= Common Engineering Entrance Examination =

Two major engineering entrance examinations are used for admission to engineering institutes across India, the Indian Institute of Technology Joint Entrance Examination (IIT-JEE) and the All India Engineering Entrance Examination (AIEEE). In 2010, a proposal for a common engineering entrance examination was made by the Ministry of Human Resource Development. The proposal has gone through several names and formats and is expected to enter use in 2024. Yet, the common entrance exam for all engineering courses in India has not become effective, even for the academic year 2021–22.

== History ==
A common engineering entrance examination was first proposed by the Ministry of Human Resource Development in February 2010 as "a common system for common admission into professional institutions in the country". One of the names proposed was the Indian Science Engineering Eligibility Test (ISEET). It was meant as a replacement for the multitude of existing exams, but most specifically the Indian Institute of Technology Joint Entrance Examination (IIT-JEE) and the All India Engineering Entrance Examination. The first-year version of the exam was planned to cover admissions to centrally-funded institutions, including the Indian Institute of Science (IISc), Indian Institutes of Science Education and Research (IISERs), and some deemed universities. Per the decision of the ministry on 20 May 2012, the exam was to be introduced starting in 2013. Some state governments have already announced they will not attend the exam, at least not for the first year, until doubts, mainly about the languages in which the exam will be made available, are cleared. The proposal also received strong opposition from the All India IIT Faculty Federation (AIFF) and the Indian Institutes of Technology Alumni Association, which stated concerns about the loss of the autonomy of IITs in their admission process.
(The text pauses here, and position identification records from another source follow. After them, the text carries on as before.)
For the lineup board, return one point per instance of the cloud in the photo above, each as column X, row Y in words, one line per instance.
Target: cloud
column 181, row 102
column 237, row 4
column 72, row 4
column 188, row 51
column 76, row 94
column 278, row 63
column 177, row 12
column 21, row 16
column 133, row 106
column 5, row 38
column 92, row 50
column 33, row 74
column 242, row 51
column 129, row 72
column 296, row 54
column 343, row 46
== Reasons for demand for common entrance exam ==
1. Many engineering colleges in India are known for taking a capitation fee.

2. A common entrance exam will help students and parents save money that they otherwise have to spend on purchasing application forms and prospectus of various engineering colleges. Savings related to travel expenses for attending various entrance exams is another advantage.

3. Transparency in listing of entrance exam rankings and admission to engineering colleges.

==Joint Entrance Examination (JEE)==

On 18 June 2012, a more specific format was proposed by a joint meeting of the councils of IITs, NITs, and IIITs. As per this proposal, the exam would be called the Joint Entrance Examination (JEE) and would be made up of two parts, JEE-Main and JEE-Advanced. Two distinct "patterns of admission" would be used. For IITs, an average of the marks from Class XII Board exams and JEE-Main would be used for screening, allowing only a fixed number of candidates to be considered for admission. Ranking between these candidates will be based entirely on JEE-Advanced, the format of which would be decided by the Joint Admission Board of IITs. For other institutions (NITs, IIITs, and 20 GFTIs), admissions would be possible only if the candidate has secured at least 75% marks in their class 12th board examinations or has appeared in the top 20 percentile list of their respective boards for the class 12th board examination.

===Objections===
Two of the IITs have voiced strong objections to the common examination, and have announced that if the change takes place, they will conduct their admittance exams.

== Recent developments ==
In August 2022, UGC Chairperson M. Jagadesh Kumar spoke about UGC's proposal to merge JEE Main, NEET into CUET as per NEP 2020 while being silent on JEE Advanced, this has led to an outcry among students but Education Minister Dharmendra Pradhan later clarified that merger will not happen in next 2 years.